A retired and decorated Navy chief petty officer has been indicted by the Securities and Exchange Commission (SEC) on allegations of convincing fellow sailors to give him hundreds of thousands of dollars that he then gambled away, spent on personal items, or lost on risky stock investments.
According to a statement and court filings made by federal officials, Robert Murray Jr. "used the veneer of trustworthiness created by his U.S. Navy service to raise nearly $355,000 from approximately 44 investors," of which he would misappropriate nearly half -- $148,000.
Navy records show that Murray, a corpsman, had an extensive career serving both on ships and with Marines that spanned 20 years. According to data provided by the Navy, Murray not only deployed to Iraq and Afghanistan, he also earned the Combat Action Ribbon -- an award that is earned by troops who fight an enemy combatant.

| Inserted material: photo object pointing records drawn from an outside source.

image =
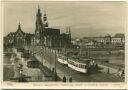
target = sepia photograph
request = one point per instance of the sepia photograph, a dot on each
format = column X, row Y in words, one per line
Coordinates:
column 67, row 41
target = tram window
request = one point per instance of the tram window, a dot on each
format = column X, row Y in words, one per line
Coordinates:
column 79, row 65
column 85, row 66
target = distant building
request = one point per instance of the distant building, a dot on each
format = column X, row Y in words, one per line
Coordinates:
column 18, row 38
column 43, row 35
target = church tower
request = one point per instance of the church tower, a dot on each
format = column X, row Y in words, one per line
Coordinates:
column 45, row 20
column 39, row 28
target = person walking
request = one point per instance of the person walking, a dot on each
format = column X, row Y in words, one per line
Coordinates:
column 70, row 79
column 64, row 79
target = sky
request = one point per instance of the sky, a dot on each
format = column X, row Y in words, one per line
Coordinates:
column 84, row 18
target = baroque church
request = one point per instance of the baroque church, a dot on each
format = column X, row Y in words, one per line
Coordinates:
column 43, row 35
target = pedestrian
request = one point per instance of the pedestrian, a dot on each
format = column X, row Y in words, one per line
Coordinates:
column 108, row 71
column 64, row 79
column 70, row 79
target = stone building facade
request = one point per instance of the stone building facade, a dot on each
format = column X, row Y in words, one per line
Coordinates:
column 43, row 35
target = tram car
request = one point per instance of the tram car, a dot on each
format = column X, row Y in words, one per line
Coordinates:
column 20, row 49
column 25, row 55
column 80, row 65
column 33, row 64
column 62, row 59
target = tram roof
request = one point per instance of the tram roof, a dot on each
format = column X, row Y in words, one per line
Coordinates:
column 81, row 60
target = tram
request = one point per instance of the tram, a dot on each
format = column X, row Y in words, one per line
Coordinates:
column 33, row 64
column 62, row 59
column 80, row 65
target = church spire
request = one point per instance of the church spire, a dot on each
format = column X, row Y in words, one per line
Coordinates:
column 19, row 27
column 38, row 13
column 45, row 19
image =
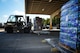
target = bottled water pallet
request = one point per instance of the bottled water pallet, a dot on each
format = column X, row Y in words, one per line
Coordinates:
column 69, row 48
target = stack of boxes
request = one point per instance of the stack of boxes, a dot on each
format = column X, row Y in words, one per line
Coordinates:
column 70, row 24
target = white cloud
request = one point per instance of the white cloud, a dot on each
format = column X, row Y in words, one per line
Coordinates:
column 16, row 0
column 16, row 12
column 5, row 16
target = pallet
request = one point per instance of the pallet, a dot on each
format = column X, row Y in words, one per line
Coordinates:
column 69, row 48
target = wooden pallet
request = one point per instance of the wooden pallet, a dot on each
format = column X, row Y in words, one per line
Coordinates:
column 69, row 48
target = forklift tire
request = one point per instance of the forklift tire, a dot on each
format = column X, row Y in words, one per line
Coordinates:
column 26, row 30
column 9, row 30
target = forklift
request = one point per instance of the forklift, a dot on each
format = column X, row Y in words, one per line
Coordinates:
column 17, row 23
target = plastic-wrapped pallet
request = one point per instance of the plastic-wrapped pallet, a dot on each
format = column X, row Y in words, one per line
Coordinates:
column 70, row 24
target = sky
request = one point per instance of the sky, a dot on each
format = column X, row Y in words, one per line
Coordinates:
column 13, row 7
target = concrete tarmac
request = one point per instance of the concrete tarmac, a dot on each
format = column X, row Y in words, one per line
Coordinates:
column 24, row 43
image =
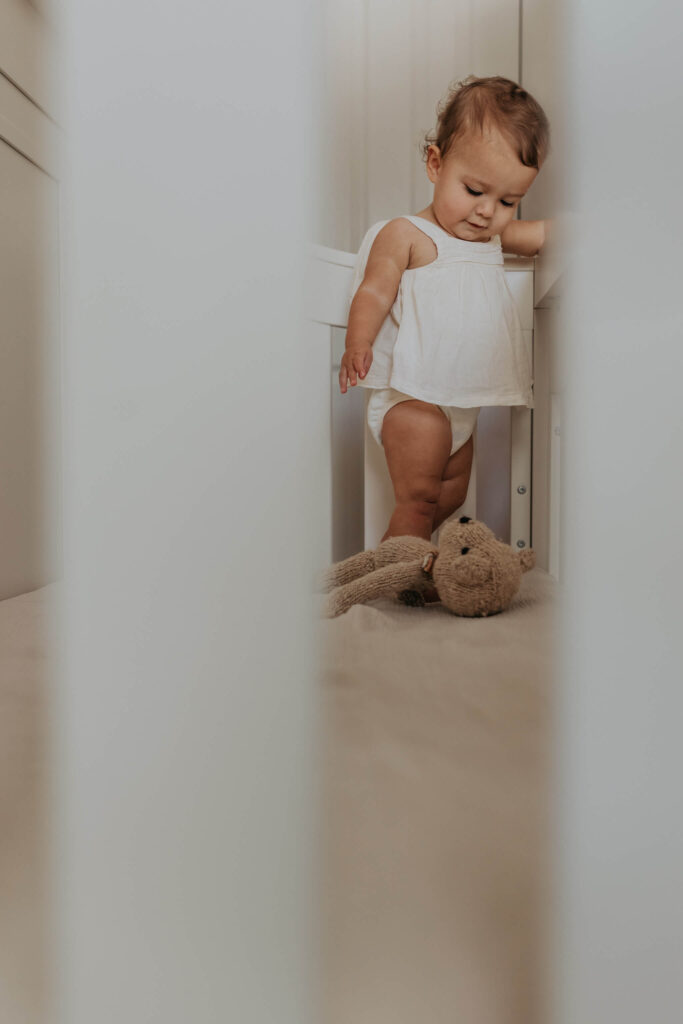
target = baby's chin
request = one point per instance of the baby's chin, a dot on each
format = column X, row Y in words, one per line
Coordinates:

It's not clear what Murray did once he retired from the Navy in April 2018 but, in September 2020, he began to reach out to sailors and veterans about his investment fund: "Deep Dive Strategies, LLC (DDS)," prosecutors say.
Murray "touted his purported options trading acumen" in the "Goats Facebook Group" -- a collection of more than 3,500 active-duty sailors, reservists and veterans of the Navy "who shared an interest in investing," court documents allege. "Goat" refers to a common slang term for Navy chief petty officers and suggests the group was largely made up of fellow chiefs.
"Murray knew and took advantage of the trust in Navy Chiefs that is developed through service and special naval training," the SEC wrote in the criminal complaint.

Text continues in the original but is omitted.